Calls to the breastwork bring four or five to my assistance. I warn them off, don’t want any more casualties, rotten as it is. Second Captain comes up. He is in command now.

‘Get these fellows back,’ I say, ‘and tell the stretcher bearers to be careful. Pretty certain the fellow who got me knows I am lying here.’

Stretcher bearers creep up and give me some very warm water to drink; I feel all right, rather excited and getting stiff and numb in the lower parts of the body. Corporal says he must cut my breeches, but will try to keep to seam.

I ask if bullet is out. No, he says, it is not.

Iodine makes things smart. They begin to open stretcher.

No, I cannot get on the thing and you cannot carry me without exposing yourselves.

All right, I think I can crawl on my elbows, anyhow let’s try. Yes! I can get to the breastwork; you crawl behind and push my legs along.

I am a trifle tired when I get to safety.

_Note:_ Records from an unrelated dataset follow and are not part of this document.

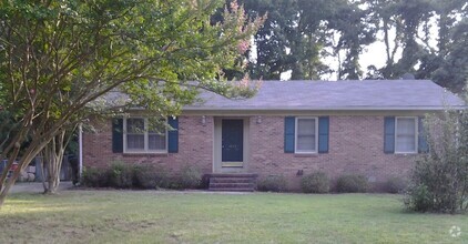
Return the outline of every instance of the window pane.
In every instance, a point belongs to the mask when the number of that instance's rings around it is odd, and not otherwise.
[[[144,133],[144,120],[143,119],[126,119],[126,132],[128,133]]]
[[[414,135],[399,135],[396,140],[397,152],[416,152],[416,139]]]
[[[165,135],[150,134],[147,143],[150,150],[165,150]]]
[[[315,134],[315,120],[314,119],[299,119],[297,120],[297,134],[298,135],[314,135]]]
[[[315,135],[297,135],[298,151],[315,151]]]
[[[143,134],[128,134],[126,149],[128,150],[144,150],[144,135]]]
[[[398,134],[415,135],[416,129],[414,119],[398,119],[397,126]]]
[[[415,119],[397,119],[395,150],[397,152],[416,152]]]
[[[315,151],[315,119],[297,120],[297,151]]]

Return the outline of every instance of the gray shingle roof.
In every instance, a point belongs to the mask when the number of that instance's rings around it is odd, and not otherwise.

Would I like to wait there a bit? I can feel my breeches very wet, seem full of blood so think best go on. Rather a job getting on the stretcher, find lying on my stomach best.”

From there Douglas was conveyed to safety.

* * * * * * *

Over 20 Old Dragons are serving with the OBLI and we are aware of the following promotions:

Lieut. CWH Bailie (2nd Bat) – from 2nd Lieut; 2nd Lieut. MC Cooper (4th Reserve) – from Private; 2nd Lieut. JCB Gamlen (3rd/4th Bat); Lieut. CSW Marcon (4th Bat) – from 2nd Lieut; Capt. GK Rose (1st/4th Bat) – from Lieut; 2nd Lieut. HEF Smyth (4th Bat) – from RMC Sandhurst; 2nd Lieut. RF Symonds (Bucks Bat); 2nd Lieut. WJL Wallace (3rd/4th Bat).

2 thoughts on “July 29th 1915

  1. This had me holding my breath as I read it. Such immediacy combined with lightness of touch, playing down the seriousness and danger. Classic British stiff upper lip – extraordinarily brave.